Mies’ building is “a perfect example of (a design) that wasn’t realized that still has value,” said Gill. This perhaps explains why “Supertall | Megatall” also contains AS+GG skyscrapers that were never built.
Many of those are from Dubai (in fact, it has more entries than any other city in the book). As a growing city with ambition to burn, the emirate has been a petri dish for bold projects for the past two decades. Proposed AS+GG skyscrapers include the Meraas Tower (526m), Za’abeel Signature Tower I (598m) and 1 Dubai Atrium City (1,000m). It’s a flight of fancy to imagine what the city skyline would look like with their addition, but, like der Rohe’ Friedrichstrasse, their absence has not been a total loss.
“That’s why we talked about those projects that haven’t been realized in the present tense (in the book),” said Forest. “It’s not a graveyard of disused ideas.”
“Tons” of lessons from these buildings have already found application in other AS+GG designs, said Gill. For example, the design development of the one kilometer-high “vertical city” 1 Dubai prompted discussions about mechanical systems, structural efficiency, elevators, fire safety, air and lighting, among other subjects, said Gill, “that made its way into a bigger dialogue around height.”
In the final pages of “Supertall | Megatall,” we see the evolution of 1 Dubai’s three slender, interconnected towers in a set of design prototypes for mile-high skyscrapers that utilize three separate towers linked with a central structure for stability.
“I don’t think a great idea ever goes to waste,” said Gill.

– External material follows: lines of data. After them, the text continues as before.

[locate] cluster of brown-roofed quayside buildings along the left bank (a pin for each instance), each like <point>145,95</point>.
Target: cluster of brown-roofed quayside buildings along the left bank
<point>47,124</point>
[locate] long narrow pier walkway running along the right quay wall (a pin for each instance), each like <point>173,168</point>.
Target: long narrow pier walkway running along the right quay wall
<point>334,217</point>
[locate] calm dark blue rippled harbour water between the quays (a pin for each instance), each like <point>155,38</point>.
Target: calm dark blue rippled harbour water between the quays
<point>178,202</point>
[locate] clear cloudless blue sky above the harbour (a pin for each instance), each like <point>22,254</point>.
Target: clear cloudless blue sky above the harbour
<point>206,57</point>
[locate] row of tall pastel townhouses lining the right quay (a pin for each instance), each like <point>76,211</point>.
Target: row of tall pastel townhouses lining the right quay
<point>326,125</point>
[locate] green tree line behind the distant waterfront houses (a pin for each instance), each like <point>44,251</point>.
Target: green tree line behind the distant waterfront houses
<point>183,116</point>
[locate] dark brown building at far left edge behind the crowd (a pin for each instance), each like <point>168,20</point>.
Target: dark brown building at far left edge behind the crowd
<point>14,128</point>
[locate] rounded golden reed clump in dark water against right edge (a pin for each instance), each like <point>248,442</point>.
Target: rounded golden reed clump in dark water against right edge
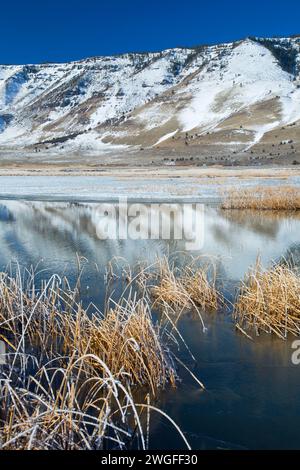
<point>269,301</point>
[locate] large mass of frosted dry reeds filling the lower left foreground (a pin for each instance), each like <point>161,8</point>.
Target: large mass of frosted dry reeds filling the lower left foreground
<point>69,375</point>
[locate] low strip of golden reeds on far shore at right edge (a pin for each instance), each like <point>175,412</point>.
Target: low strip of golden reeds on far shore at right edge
<point>263,198</point>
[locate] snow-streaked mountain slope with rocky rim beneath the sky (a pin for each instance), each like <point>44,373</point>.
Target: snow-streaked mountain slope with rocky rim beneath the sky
<point>235,94</point>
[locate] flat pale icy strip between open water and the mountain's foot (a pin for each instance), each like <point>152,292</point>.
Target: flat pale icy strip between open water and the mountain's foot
<point>157,185</point>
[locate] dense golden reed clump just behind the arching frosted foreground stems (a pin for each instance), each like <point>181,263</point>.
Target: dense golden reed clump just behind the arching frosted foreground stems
<point>125,338</point>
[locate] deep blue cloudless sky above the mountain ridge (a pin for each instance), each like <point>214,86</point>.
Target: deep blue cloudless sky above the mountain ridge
<point>34,31</point>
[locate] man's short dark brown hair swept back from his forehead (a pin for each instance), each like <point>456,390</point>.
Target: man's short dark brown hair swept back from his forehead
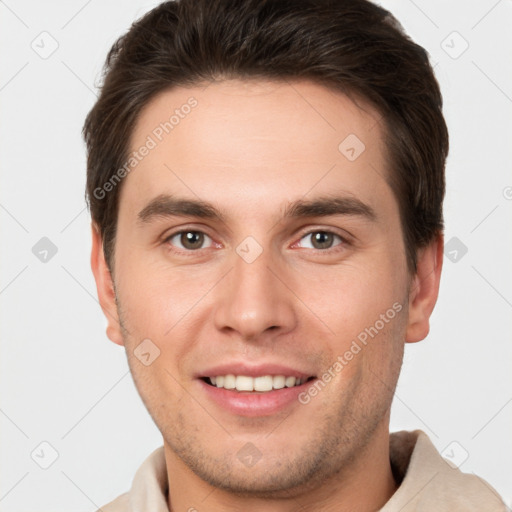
<point>351,46</point>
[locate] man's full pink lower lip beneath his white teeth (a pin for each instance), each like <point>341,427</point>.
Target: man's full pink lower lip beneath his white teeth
<point>246,403</point>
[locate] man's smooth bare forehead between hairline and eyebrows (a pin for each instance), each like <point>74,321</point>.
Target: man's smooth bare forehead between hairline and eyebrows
<point>262,142</point>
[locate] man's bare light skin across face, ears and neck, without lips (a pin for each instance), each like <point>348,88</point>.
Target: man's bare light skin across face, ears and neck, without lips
<point>251,148</point>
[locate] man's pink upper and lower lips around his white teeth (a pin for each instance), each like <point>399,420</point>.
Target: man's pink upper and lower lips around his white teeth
<point>253,404</point>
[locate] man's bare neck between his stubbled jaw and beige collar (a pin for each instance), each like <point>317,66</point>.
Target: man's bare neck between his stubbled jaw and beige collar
<point>366,485</point>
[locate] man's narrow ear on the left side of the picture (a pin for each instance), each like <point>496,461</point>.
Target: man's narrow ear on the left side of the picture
<point>105,287</point>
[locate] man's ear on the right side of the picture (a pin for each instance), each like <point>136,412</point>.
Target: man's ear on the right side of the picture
<point>424,289</point>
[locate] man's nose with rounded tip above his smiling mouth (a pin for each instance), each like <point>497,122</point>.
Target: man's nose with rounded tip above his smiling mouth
<point>254,300</point>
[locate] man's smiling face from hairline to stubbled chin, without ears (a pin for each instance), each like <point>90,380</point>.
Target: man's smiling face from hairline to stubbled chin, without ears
<point>265,290</point>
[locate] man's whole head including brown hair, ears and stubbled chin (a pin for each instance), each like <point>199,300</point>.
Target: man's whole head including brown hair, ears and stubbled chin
<point>265,181</point>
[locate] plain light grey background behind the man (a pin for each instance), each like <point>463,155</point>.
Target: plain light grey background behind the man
<point>65,384</point>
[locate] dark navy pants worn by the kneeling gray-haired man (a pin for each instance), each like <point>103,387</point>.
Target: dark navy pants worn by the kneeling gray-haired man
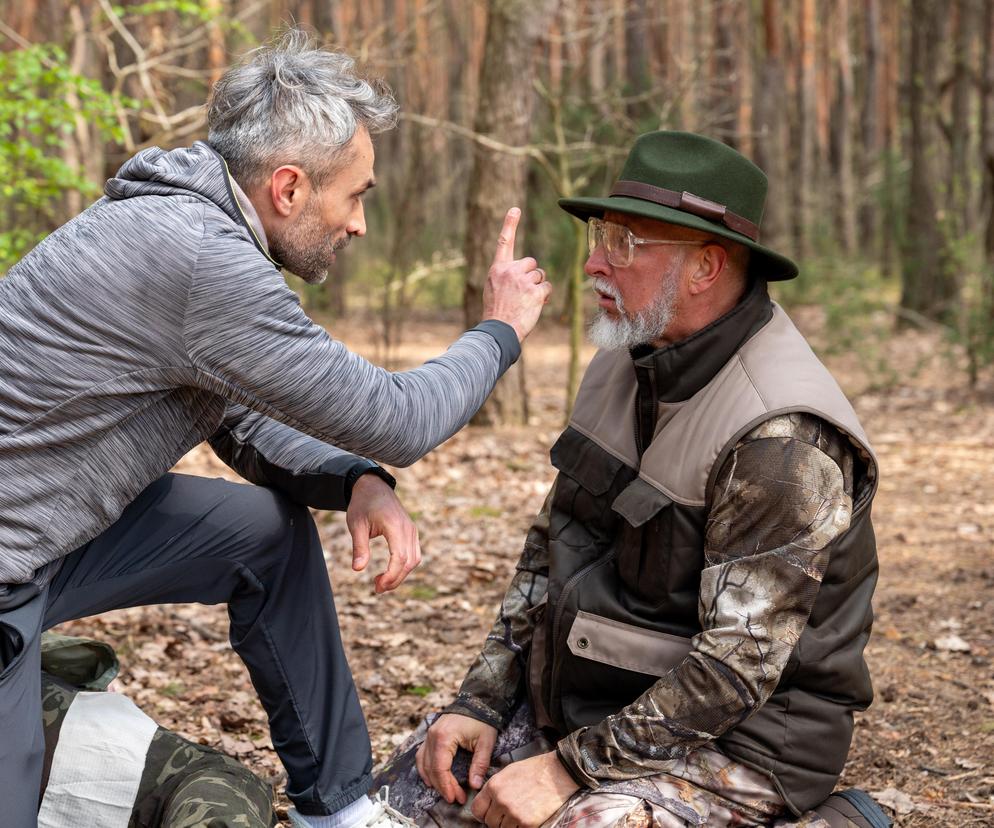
<point>190,539</point>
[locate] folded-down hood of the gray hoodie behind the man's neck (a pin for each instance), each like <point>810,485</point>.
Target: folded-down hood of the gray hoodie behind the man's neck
<point>194,172</point>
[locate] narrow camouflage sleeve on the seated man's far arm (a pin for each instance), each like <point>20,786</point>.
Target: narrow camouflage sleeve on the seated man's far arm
<point>493,685</point>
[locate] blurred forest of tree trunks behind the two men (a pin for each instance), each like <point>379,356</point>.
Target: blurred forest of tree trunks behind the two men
<point>874,120</point>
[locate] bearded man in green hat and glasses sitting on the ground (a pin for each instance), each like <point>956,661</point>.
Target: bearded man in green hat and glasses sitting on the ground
<point>682,641</point>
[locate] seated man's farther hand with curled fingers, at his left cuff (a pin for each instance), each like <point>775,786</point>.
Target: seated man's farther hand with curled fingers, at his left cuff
<point>434,758</point>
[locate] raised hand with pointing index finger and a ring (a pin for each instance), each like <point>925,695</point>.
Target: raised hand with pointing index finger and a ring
<point>516,289</point>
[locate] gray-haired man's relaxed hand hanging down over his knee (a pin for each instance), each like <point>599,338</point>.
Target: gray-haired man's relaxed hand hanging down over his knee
<point>374,511</point>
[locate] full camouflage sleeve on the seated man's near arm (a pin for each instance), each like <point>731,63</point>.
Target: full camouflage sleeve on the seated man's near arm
<point>782,496</point>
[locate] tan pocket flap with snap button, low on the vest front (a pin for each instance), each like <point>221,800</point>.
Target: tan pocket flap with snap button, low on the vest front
<point>626,646</point>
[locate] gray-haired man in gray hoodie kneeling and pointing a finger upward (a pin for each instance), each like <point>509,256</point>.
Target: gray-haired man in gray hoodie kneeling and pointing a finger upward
<point>157,319</point>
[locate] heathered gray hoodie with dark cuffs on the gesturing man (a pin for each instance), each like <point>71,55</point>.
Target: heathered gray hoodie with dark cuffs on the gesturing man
<point>155,320</point>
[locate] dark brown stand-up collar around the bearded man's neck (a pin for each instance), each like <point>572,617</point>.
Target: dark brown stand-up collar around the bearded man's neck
<point>683,368</point>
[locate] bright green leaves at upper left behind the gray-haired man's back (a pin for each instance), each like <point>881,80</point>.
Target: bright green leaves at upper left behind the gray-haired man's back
<point>39,105</point>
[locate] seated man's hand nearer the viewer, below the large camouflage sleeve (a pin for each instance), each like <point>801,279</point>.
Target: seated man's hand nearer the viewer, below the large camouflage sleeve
<point>525,793</point>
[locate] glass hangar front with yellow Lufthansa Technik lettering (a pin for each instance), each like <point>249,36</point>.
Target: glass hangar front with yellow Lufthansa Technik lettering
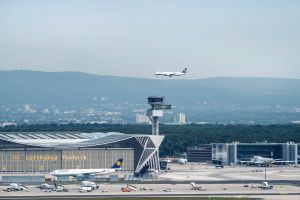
<point>41,160</point>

Designing for the invisible
For cities trying to raise their profile on the world stage, supertalls can help establish a reputation. “There’s no hiding these buildings,” said Forest. “Regardless of the owner, it becomes a symbol of its location.”

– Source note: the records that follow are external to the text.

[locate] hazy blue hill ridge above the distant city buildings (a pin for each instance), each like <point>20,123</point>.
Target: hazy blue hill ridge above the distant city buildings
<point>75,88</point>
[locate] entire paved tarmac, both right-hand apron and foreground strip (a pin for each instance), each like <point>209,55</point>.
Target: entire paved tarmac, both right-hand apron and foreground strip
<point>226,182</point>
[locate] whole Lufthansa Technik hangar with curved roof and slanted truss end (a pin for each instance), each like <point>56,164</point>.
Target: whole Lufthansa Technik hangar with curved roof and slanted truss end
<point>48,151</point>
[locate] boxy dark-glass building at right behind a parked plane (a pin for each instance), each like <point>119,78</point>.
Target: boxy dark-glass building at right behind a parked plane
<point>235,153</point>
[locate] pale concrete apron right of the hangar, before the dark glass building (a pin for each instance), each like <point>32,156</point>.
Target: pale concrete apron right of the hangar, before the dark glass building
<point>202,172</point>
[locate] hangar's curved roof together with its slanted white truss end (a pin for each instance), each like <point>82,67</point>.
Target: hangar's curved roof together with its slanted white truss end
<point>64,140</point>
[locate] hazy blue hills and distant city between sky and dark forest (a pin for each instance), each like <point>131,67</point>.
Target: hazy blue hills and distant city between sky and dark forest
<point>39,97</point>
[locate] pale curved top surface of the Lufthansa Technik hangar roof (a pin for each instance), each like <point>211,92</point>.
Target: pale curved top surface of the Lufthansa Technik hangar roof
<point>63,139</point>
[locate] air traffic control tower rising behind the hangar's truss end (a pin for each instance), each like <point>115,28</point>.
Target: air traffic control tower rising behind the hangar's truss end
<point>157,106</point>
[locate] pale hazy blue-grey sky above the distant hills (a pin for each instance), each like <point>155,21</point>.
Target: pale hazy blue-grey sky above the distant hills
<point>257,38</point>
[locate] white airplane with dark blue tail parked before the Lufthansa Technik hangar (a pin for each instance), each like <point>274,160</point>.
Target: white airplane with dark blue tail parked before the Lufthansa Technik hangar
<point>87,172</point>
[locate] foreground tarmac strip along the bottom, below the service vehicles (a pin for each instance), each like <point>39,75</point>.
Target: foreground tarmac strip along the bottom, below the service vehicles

What worked for Dubai became a blueprint for Jeddah. But height isn’t everything, and not necessarily the firm’s primary concern (the mandate to make the Burj Khalifa the world’s tallest building came from client Emaar, Smith reminded).
For AS+GG, height becomes a starting point for a series of problems to be solved; a scale that both necessitates and incubates innovation. The book suggests supertall and megatall buildings can update ideas in energy efficiency, lower carbon footprints, and bridge the built environment and the natural world through biophilic design. “We have an economy of scale that we can introduce ideas that will stick sometimes,” says Gill.
The Biophilic Tower, an unrealized design from 2012 intended for Suzhou, China contains many departures from convention, including a spiralling vertical forest rising 119 floors, and solar shades inspired by the structure of leaves and honeycomb. But innovation is often hidden from the public view, Gill suggested.
“Sometimes I think people look at buildings and they can’t quite tell what they’re looking at,” he said. “That is because we’re often designing for the invisible … things that people never see and don’t ever engage with. But they’re in the science and the design. And that’s what makes the buildings just simply better.”
With “Supertall | Megatall,” the invisible finds its way into the spotlight. “The educational component to this book shouldn’t be ignored,” said Smith, who, like his partners, is happy for AS+GG’s designs to find a second life as an industry resource. “As professionals, we have a responsibility to share our knowledge,” said Gill.
The secrets of supertall, it transpires, don’t want to be kept a secret at all.